Commission de
l'Intérieur, des Affaires générales et de la Fonction publique
4 juin 2008
Question orale au vice-premier ministre et ministre de
l'Intérieur sur "les intempéries en province de Liège"
André Frédéric (PS):
Monsieur le ministre, tout le monde a pu se rendre compte de la violence des
intempéries de la semaine dernière et ce n'est manifestement pas terminé.
Des orages violents
ont éclaté en province de Liège et, dans une moindre mesure si j'ai bien vu à
la télévision , dans la province du Limbourg que vous connaissez bien. Vous
avez pu constater le drame auquel les populations locales ont été confrontées
puisqu'en peu de temps des quantités énormes de pluie sont tombées. On medisait que c'est la deuxième fois sur le siècle qu'il en
tombait autant.
C'est extrêmement
interpellant d'un point de vue climatique mais aussi, à très court terme, d'un
point de vue humain. La situation des gens qui se retrouvent avec des caves
inondées, des bâtiments endommagés et parfois des accidents familiaux pose
problème.
La grosse question
qui est sur toutes les lèvres et c'est normal est celle de savoir si,
au-delà des interventions des assurances, le fonds des calamités va pouvoir
intervenir. On a entendu toute une série de réflexions populaires que je ne peux
contester. "Quand il y a des catastrophes à l'autre bout de la planète,
cela va vite mais quand le fonds des calamités doit intervenir en Belgique,
c'est plus lent". Je ne partage pas automatiquement le propos mais je peux
comprendre.
Dès lors ma question
est très simple.
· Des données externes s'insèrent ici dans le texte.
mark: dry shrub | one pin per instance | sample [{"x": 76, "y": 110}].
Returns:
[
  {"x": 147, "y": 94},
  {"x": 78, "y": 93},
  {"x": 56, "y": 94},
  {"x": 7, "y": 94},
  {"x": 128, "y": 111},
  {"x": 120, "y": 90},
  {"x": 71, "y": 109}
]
En fonction des relevés effectués par les
services d'étude hydrologiques de la Région wallonne, avec des précipitations
de plus de 55 litres par mètre carré, voire parfois même plus de 100 litres, il
me semble que les critères pour l'intervention du fonds des calamités devraient
être remplis.
Monsieur le
Ministre, allez-vous reconnaître le caractère de calamité naturelle à ces
intempéries et dresser la liste des communes concernées dans un délai bref ?
Lequel?
Allez-vous appuyer
les initiatives régionales pour faciliter le traitement des dossiers qui seront
très certainement nombreux ?
Patrick Dewael, ministre: Monsieur le président, cher collègue, dès
le lendemain des intempéries, j'ai demandé au gouverneur de province de
rassembler les informations nécessaires au lancement d'une procédure de
reconnaissance. L'Institut royal météorologique pourra ensuite effectuer une
analyse ciblée des données disponibles et définir avec précision les zones
touchées par un phénomène exceptionnel, au sens de la circulaire du 20
septembre 2006 qui fixe les critères de reconnaissance d'application.
Mes services
procèderont alors à la rédaction d'un projet d'arrêté royal à soumettre au
Conseil des
ministres. Après signature par le Roi et publication au Moniteur belge, les
sinistrés disposeront d'un délai de trois mois à dater du mois qui suit celui
de la publication pour introduire une demande d'intervention auprès du
gouverneur de province.
Tant au niveau
provincial qu'au niveau de l'administration centrale, le maximum sera fait pour
faciliter l'introduction des dossiers des sinistrés. Des instructions existent
d'ailleurs à cet effet et toute initiative régionale s'intégrant dans ce cadre
sera la bienvenue. Il convient toutefois
de relever que depuis l'entrée en vigueur de la loi du 15 septembre 2005, ce
sont les assureurs, à
l'exclusion du fonds des calamités, qui sont appelés à indemniser la majorité
des sinistrés ordinaires pour leur maison d'habitation et leur contenu.
Le nombre de
sinistrés susceptibles d'obtenir une indemnisation du fonds des calamités sera
donc beaucoup plus réduit que par le passé, le fonds n'intervenant plus que
dans les cas spécifiques, par exemple les dommages agricoles et les cas
sociaux.
Selon les données en
ma possession, je ne peux que conclure que les services d'incendie de la
province de Liège ont mis tout en oeuvre afin de
fournir de manière adéquate l'assistance
nécessaire aux sinistrés compte tenu des moyens et des effectifs disponibles.
En outre, ces
services d'incendie ont été assistés par la protection civile dans les communes
suivantes: Villers-l'Évêque, Awans, Crisnée et l'entité de Fooz. La
protection civile est également intervenue à Seraing, à Jemeppe-sur-Meuse, Angleur, Ougrée et Tilff. J'ai également donné
ordre à mes services de faire une évaluation approfondie des évènements mais
ceci nécessitera un certain délai.
André Frédéric (PS):
Je remercie le ministre pour sa réponse.